Chapter 6

The Isis approached Tralee from the night side, and at a time when the planet's spaceport faced the sun. Tralee was not a base for Mekinese war-craft. To the contrary, it was strictly a conquered world. It was desirable for Mekinese ships to be able to appear as if magically and without warning in its skies. There would be no far-ranging radars on the planet except at its solitary spaceport. Mekinese ships could come out of overdrive, time a solar-system-drive approach to arrive at Tralee's atmosphere in darkness, and be hovering menacingly overhead when dawn broke. Such an appearance had strong psychological effects upon the population.

Bors used the same device with modifications.

His ship plunged out of the sunrise and across half a continent, descending as it flew. When it reached the planet's capital city, there had been less than a minute between the first notification by radar and its naked-eye visibility. When it came into sight at the spaceport it was less than four thousand feet high and it went sweeping for the landing-grid at something over mach one. Its emergency-rockets roared. It decelerated smoothly and crossed the upper rim of the great, lacy metal structure with less than a hundred feet to spare. In fractions of an additional minute it was precisely aground some fifty yards from the spaceport office. Steam and smoke rose furiously from where its rocket-flames had played.

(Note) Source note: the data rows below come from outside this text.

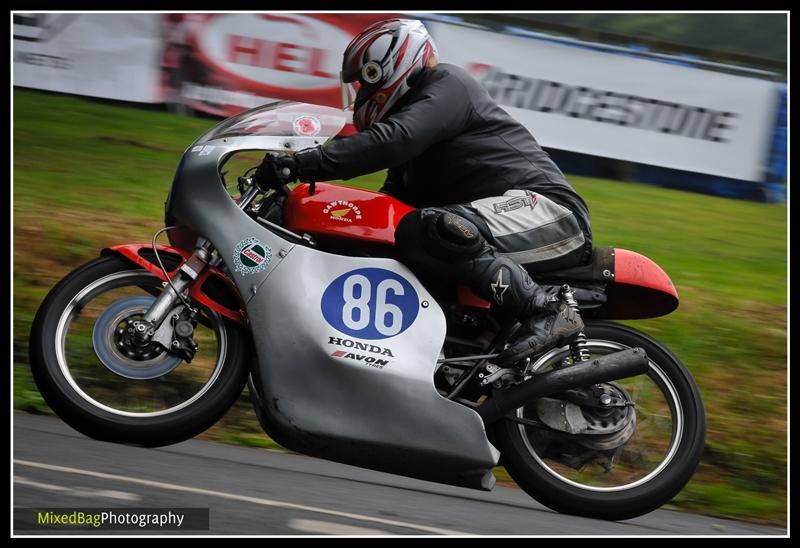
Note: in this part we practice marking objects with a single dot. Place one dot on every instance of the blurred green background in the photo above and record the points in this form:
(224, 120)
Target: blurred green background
(88, 174)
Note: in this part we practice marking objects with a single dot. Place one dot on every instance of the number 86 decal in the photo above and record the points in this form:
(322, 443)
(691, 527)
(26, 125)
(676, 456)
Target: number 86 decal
(370, 303)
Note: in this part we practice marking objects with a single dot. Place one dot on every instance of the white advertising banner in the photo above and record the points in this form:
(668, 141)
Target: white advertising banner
(621, 107)
(114, 56)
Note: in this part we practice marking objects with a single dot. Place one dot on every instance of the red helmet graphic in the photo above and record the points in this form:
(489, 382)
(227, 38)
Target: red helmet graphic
(378, 63)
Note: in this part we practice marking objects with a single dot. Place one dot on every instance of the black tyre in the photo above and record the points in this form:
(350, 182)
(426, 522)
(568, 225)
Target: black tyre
(146, 397)
(651, 461)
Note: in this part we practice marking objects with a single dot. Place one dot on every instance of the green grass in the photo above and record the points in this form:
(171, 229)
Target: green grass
(89, 174)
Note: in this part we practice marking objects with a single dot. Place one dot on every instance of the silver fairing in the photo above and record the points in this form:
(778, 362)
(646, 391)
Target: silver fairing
(314, 393)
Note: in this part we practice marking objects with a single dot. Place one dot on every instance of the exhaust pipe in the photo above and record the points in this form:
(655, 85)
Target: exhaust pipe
(619, 365)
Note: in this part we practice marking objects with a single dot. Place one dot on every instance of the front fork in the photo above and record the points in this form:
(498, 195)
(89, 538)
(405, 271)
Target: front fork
(149, 327)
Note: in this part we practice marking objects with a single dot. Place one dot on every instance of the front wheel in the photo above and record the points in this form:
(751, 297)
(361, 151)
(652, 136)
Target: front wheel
(109, 389)
(616, 461)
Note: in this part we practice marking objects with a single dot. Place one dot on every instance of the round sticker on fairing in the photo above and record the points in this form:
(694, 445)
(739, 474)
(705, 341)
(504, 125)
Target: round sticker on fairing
(370, 303)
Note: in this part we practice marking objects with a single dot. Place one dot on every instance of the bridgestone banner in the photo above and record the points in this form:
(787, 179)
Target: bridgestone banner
(114, 56)
(618, 106)
(570, 98)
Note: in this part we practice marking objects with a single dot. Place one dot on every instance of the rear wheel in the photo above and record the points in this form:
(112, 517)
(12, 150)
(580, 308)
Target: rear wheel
(101, 384)
(610, 462)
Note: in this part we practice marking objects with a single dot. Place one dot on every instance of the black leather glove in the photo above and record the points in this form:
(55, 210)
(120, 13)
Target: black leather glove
(276, 170)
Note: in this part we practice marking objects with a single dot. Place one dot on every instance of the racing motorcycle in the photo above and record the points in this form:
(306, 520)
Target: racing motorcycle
(348, 355)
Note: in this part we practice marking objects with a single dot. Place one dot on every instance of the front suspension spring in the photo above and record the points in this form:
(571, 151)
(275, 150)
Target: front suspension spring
(578, 349)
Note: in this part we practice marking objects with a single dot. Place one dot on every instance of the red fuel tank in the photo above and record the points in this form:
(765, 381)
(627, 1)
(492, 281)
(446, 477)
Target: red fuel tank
(335, 211)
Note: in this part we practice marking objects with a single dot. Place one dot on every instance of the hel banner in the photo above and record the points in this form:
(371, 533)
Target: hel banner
(618, 106)
(114, 56)
(224, 63)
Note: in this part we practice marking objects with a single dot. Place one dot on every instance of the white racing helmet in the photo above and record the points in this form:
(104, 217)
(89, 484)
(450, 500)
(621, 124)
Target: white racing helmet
(377, 66)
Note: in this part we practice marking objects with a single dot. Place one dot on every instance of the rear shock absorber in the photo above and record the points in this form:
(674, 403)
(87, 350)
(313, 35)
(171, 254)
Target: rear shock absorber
(578, 349)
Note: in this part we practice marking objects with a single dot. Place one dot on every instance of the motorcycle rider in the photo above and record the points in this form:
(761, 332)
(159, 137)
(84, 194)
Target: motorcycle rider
(489, 198)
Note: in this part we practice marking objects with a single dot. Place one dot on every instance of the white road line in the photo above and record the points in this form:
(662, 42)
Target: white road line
(243, 498)
(315, 527)
(78, 491)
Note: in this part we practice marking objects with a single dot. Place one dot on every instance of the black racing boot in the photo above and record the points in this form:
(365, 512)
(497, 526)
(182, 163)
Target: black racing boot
(547, 321)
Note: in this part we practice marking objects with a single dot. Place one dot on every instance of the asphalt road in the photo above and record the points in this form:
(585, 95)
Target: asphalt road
(258, 492)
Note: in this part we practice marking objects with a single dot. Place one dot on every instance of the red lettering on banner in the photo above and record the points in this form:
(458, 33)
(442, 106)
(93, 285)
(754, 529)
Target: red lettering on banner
(281, 56)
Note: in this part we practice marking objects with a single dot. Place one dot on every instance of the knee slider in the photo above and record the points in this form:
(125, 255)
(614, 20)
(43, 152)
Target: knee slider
(452, 232)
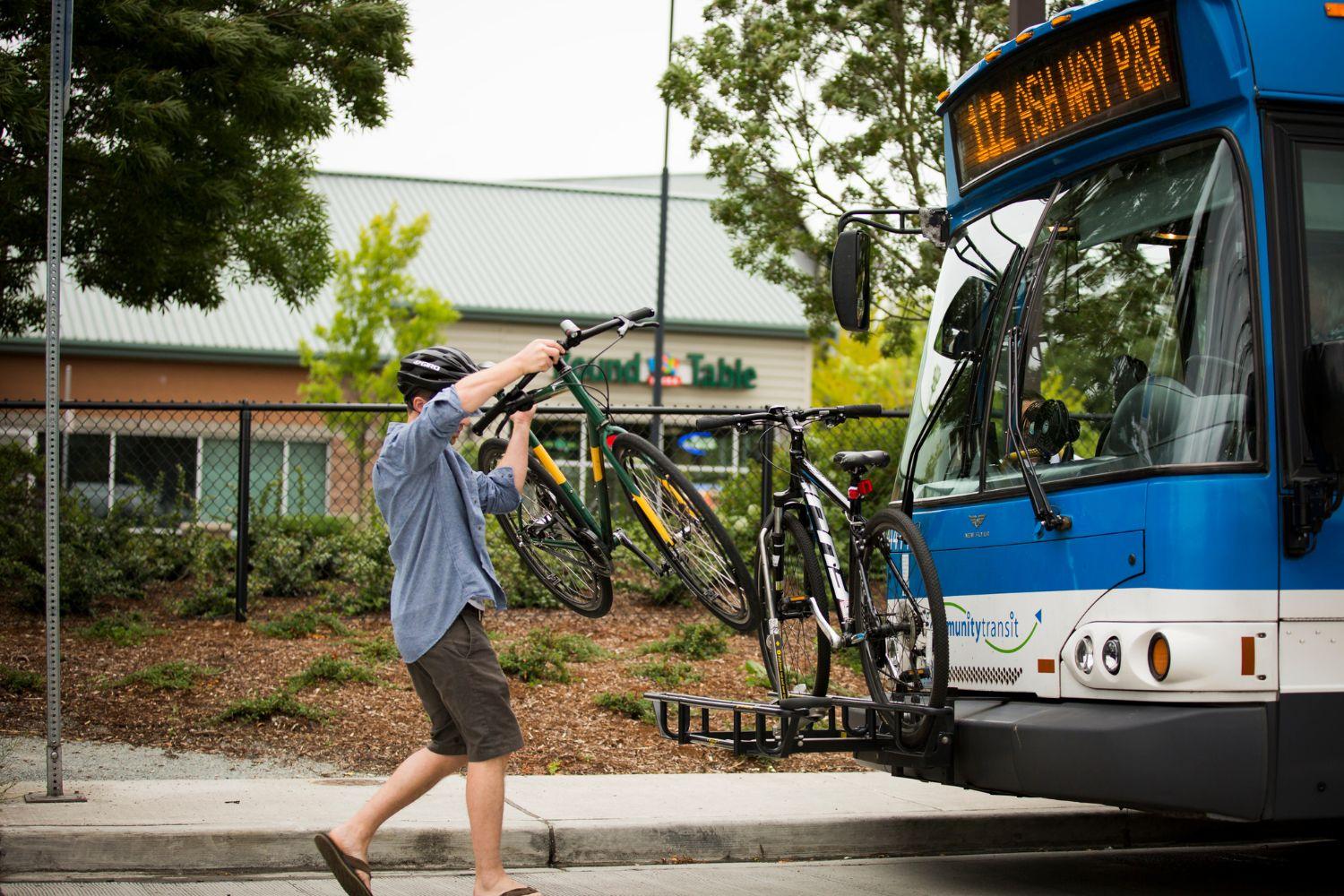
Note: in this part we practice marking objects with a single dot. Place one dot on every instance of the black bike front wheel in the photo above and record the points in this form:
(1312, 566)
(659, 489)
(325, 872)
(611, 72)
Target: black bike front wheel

Lock-doors opened. Briskly moving landing-parties trotted across the ground toward the grid-control building. There were two ships already in the spaceport. One was a Mekinese guard-ship of approximately the armament of the Isis. Weapons trained swiftly upon it. Missiles roared across the half-mile of distance. They detonated, chemical explosives only. The Mekinese guard-ship flew apart. What remained was not truly identifiable as a former ship. It was fragments.

Bors asked curtly, "Grid office?"

The landing-party was inside. A small tumult came out of a speaker. A voice said:

"All secure in the grid office, sir."

"Hook in to planetary broadcast, declare a first-priority emergency, and run your tape," commanded Bors.